“Mexican apparel exports fell 60 percent last year to around $2.5 billion and denim accounts for around 40 percent of that,” said leading textiles consultant Raul Garcia. “We don’t estimate a strong recovery in the first half of this year because the pandemic is taking a long time to fight and things haven’t changed much, regardless of [new U.S. President] Biden coming in or the vaccines or the USMCA treaty modification.”
Garcia added, “We don’t expect a recovery until late 2021 or first half of 2022.”
That’s bad news for manufacturers, which have spent millions in recent years to streamline their collections and add more innovative finishes and environmentally friendly washes to win the hearts of U.S. brands.
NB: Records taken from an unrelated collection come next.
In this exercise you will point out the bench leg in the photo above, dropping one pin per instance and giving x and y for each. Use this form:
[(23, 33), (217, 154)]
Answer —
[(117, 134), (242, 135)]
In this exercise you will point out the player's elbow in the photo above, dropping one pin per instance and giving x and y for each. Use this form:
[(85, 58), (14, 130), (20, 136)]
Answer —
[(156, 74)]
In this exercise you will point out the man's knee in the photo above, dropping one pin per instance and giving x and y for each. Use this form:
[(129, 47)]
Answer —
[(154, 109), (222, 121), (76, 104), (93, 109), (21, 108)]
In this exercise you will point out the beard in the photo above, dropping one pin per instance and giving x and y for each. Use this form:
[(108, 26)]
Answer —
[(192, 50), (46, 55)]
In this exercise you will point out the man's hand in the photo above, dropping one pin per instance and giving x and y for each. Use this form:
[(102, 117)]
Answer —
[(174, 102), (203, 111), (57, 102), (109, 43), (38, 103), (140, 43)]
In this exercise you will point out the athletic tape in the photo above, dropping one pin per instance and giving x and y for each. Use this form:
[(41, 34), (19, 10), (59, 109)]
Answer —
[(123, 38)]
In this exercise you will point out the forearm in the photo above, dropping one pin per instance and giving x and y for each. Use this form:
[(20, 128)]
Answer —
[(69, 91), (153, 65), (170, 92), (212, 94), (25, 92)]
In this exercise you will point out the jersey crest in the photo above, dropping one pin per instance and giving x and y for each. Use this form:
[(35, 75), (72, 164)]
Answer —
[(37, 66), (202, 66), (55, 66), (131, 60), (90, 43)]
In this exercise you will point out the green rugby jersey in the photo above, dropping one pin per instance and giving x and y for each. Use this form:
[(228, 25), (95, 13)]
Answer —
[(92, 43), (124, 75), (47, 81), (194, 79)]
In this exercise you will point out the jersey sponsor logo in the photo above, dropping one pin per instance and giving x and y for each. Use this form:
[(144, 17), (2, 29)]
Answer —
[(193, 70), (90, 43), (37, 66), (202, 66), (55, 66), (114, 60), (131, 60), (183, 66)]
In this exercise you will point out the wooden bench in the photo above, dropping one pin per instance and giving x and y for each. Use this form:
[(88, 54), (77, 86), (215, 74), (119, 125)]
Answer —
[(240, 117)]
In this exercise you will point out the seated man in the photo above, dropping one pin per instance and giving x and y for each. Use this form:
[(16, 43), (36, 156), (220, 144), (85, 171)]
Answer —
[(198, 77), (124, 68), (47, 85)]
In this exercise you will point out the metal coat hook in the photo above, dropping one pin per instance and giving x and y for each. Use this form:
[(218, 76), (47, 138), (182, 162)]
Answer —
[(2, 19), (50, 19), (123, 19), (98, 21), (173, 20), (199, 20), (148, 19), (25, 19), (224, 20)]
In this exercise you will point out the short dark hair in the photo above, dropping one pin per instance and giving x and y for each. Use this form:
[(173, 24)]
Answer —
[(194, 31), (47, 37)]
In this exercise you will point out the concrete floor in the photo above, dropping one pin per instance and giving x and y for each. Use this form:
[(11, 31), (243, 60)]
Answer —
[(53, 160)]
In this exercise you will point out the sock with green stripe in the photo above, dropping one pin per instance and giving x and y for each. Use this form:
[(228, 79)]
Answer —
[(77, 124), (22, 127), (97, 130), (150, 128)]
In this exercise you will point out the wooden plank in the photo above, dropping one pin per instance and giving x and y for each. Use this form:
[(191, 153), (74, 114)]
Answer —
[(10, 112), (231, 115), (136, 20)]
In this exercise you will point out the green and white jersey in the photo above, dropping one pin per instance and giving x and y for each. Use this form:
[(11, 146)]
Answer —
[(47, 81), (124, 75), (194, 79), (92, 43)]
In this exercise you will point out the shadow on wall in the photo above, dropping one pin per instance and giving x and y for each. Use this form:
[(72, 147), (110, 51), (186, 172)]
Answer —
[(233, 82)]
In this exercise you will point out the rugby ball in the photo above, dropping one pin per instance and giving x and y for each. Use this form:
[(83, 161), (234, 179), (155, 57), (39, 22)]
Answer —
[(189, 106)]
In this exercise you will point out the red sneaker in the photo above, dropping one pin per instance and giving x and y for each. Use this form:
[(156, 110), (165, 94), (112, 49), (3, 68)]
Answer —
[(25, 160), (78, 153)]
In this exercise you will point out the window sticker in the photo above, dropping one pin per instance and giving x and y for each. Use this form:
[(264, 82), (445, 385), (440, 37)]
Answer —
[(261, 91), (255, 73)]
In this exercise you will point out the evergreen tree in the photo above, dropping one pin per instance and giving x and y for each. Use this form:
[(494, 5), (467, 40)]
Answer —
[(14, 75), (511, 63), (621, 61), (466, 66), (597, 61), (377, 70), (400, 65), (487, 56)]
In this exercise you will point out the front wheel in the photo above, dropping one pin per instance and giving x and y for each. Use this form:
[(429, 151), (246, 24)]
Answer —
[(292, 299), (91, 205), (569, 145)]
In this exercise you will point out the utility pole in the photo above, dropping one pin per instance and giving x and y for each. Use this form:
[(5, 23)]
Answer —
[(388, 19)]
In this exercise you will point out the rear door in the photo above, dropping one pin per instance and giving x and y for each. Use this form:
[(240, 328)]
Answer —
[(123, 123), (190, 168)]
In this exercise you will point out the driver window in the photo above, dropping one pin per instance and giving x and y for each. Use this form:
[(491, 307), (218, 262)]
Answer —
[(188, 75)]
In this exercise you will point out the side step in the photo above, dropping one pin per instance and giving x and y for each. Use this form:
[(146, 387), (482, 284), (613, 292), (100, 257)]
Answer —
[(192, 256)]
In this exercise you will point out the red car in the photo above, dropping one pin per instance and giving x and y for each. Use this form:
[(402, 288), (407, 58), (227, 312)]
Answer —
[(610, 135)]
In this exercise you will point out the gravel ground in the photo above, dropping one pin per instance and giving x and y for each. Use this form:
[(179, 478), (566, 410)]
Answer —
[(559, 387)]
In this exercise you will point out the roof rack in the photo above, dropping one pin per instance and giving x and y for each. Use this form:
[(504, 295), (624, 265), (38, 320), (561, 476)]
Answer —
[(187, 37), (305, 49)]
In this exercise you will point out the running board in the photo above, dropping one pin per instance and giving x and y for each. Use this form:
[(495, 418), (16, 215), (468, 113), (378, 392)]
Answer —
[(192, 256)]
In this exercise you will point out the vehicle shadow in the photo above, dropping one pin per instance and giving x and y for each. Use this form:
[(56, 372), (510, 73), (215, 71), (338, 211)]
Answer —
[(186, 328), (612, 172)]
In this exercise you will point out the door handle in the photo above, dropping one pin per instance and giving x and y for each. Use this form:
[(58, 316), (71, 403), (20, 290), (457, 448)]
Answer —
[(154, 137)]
After raking in sales of around $1 billion last year, many have idled production and reportedly cut 20,000 workers while they wait for the world’s biggest market to bounce back.
“Everyone’s suffering, from those that harvest raw cotton in Coahuila and Chihuahua States, to those that spin fabric in Torreon and Puebla [two major production poles],” Garcia, formerly president of top apparel trade lobby Canaive, said. Key manufacturers there, as well as in the output hub of La Laguna, have frozen spending until better times. Blue Denim, Compania Industrial de Parras and expansionist Siete Leguas are some of Mexico’s top jeans makers.
Meanwhile, those in the capital of Mexico City have offered little assistance while the industry struggles, Garcia added. “The government has not supported the apparel nor any industrial sector,” he said, adding that growing Covid deaths are worrying producers who say operators may be unavailable when demand resumes, especially in poverty-ridden Mexico State or in Southeast Mexico. “We have the greatest number of Covid deaths after the U.S., Brazil, India and China,” Garcia said, adding that the state has been slow to roll out vaccines.
Industry consultant Arturo Rodriguez agrees that this year’s outlook appears gloomy, noting that excess inventory from last year’s unsold denim and other merchandise will also cripple shipments. The local industry is a far cry from its peak of 2006 when exports of apparel totaled nearly $10 billion.
“The government has given the industry crumbs,” Rodriguez said, noting that small enterprises, or pymes, received a maximum of 20,000 pesos ($990) as part of the country’s stimulus package to help combat the virus.
As Chinese and Central American competition intensifies, Mexico must work to become a high-end niche player, especially in the breadwinning denim circuit. “We need to focus on small volumes of highly differentiated products with a very fast response,” Garcia said.
Siete Leguas, which makes product for the likes of Levi’s and Guess, has accomplished that transformation, he noted. “They have worked really hard to make differentiated products with fashion-forward laundering techniques, dyes and deconstructed or stressed finishes.”
Yet Mexico is unlikely to recover lost ground.
“We aren’t going to return to 2006’s volumes,” Garcia said. “In 1992, Mexico was NAFTA’s biggest supplier. Now we are number 7. Even Honduras exports more units than we do.”